夜が明ければその救いの手は、実はMordor闇の王国に誘うもので
あるのを知ることを知って却って絶望することになるのでは
ないかとジェイには思えてならず、いたたまれなくなっていたところに、
「ホテルに戻ろうよ」ブレーズはまたそんなことを言いだしていて、
「つまんないもの」と重ねたところに、
「おいおい」ジェイはそう切り出して、
「いわば歴史的瞬間というやつだぜ。良く見て、その香しさを味わったら
どうなんだ」ジェイが自分に言い聞かせるようにそう言葉を継ぐと、
「どこが香しいというの?」ブレーズは鼻をひくひくさせながら
「ひどいビールの匂いしかしないじゃないの……」
そんなことを言いだしたものだから、ジェイは噴き出しそうになりながら、
「まだ探偵らしいことは何もしていないじゃないか」
と言って取り繕うと、
「ジョーカーばっかじゃないの」ブレーズはそう言って、
「僕にマインドコントロールさせれば手間が省けるんじゃないの。
知ってたって嘘をつくにきまってるんだからね。そうしようよ」
そんなことを言いだしたところで、
「駄目だ」と釘を刺し、
「サーシャをみつけたら、本当のことを話してもらわなくちゃ
ならんが、それまで我慢するんだ」
そう言い聞かせたところで、ドウボーイを見つけることができた。
一人でマンホールの蓋をフリスビーのように投げて遊んでいるよう
だった。
12だか13ヤードだか飛ばして、草の上に落ちた蓋を拾って
何度も投げているが、さすがにフリスビーほど飛びはしないが、
そんなことは気にもしていないというものか。
その丸い顔に子供のような無邪気な笑みを浮かべていたが、
ジェイが声を掛けると、その手を止めて真顔になっていた。
気まずく思いつつ、
「サーシャを探してるんだがね」そう言葉を被せ、
クリスタルパレスで働いてた奴だ。どこかで見なかったか?」
そう訊くと、
ドウボーイは頭をゆっくり左右に振ってり回していやいやを
して、
「あ、遊んでた、だ、だけだよ」そう応えたところで、
ブレーズが笑いだして、
「いい遊びを思いついたものだね」などといったものだから、
ドウボーイは、薄く不器用な指を服に絡ませ、いたたまれない
様子を示したところに、
ジェイは辺りを見回しながら、
「わかった。

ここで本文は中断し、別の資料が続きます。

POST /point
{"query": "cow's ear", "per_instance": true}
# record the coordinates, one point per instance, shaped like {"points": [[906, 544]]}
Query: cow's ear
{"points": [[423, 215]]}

もういいよ」と言って、
ブレーズに手振りで手はださないように示すと、
「どうしてダメなの?」と言いだしたのに構わないでいると、
顔を真っ赤にして怒りを堪えているのに気づき、
させてやるべきだったかと思っていると、ブレーズは突然
顔を背けたかと思うと、
「まぁいいか」そう小さく呟いて、
「わがままを言い過ぎたかな」とまで言って殊勝な態度を示した。
「まぁ構わんさ」とジェイが応え、
しばらくの沈黙の後に言い添えていたのだ。
「気にするほどのことじゃない。さてと次に当たろうじゃないか。
どこかその辺にいるだろうからな……」と。